6. Computer models say the temperature will get a lot higher, with disastrous effects. Everyone admits that the computer models are incomplete. They don't have fine enough resolution, they don't model clouds well, and there are all kinds of external factors that just have to be fudged in the model, not derived from a basic understanding of the atmosphere. You can't model everything! There are aspects of the air, oceans, soil, and ecology you have to just measure and then plug into the model as constants ("external variables.") And as mentioned above, you have to make a lot of assumptions about the economy too. If your economic prediction for the next 100 years is worthless, so is your climate model.

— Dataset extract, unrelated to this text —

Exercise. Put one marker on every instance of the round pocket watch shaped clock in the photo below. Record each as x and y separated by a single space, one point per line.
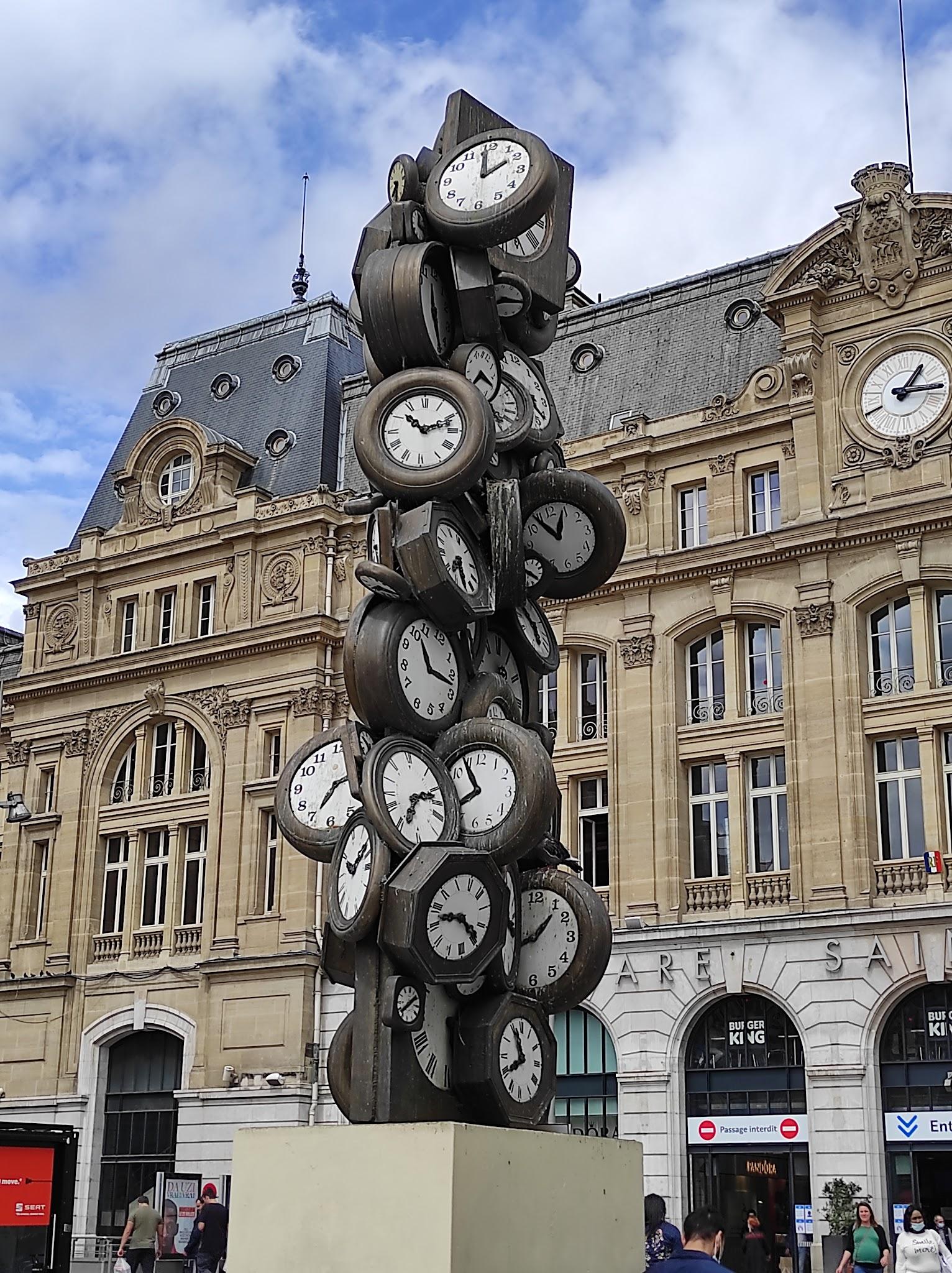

And in my opinion, there are more fundamental problems with modeling the climate.
For one, there's no track record that can be used to validate the models. They just haven't been around long enough. Getting one version of the model to retroactively predict the past 100 years doesn't tell you much. It could just have the right fudge factors to make it come out right. What you want is something that keeps making accurate predictions into the future. Unfortunately, this is impossible. There will always be unpredictable events, from volcanoes to variations in solar output, that throw off the model. Given how complex the system is and how coarse the models are, you are never going to make an exact prediction of a single year. The model could only be tested against a long range of years, showing that the model had the trends right, not the specific weather. But this takes decades of comparing the model to the actual (future) weather. If global warming is a disaster in progress, by the time you trust the model, it's too late.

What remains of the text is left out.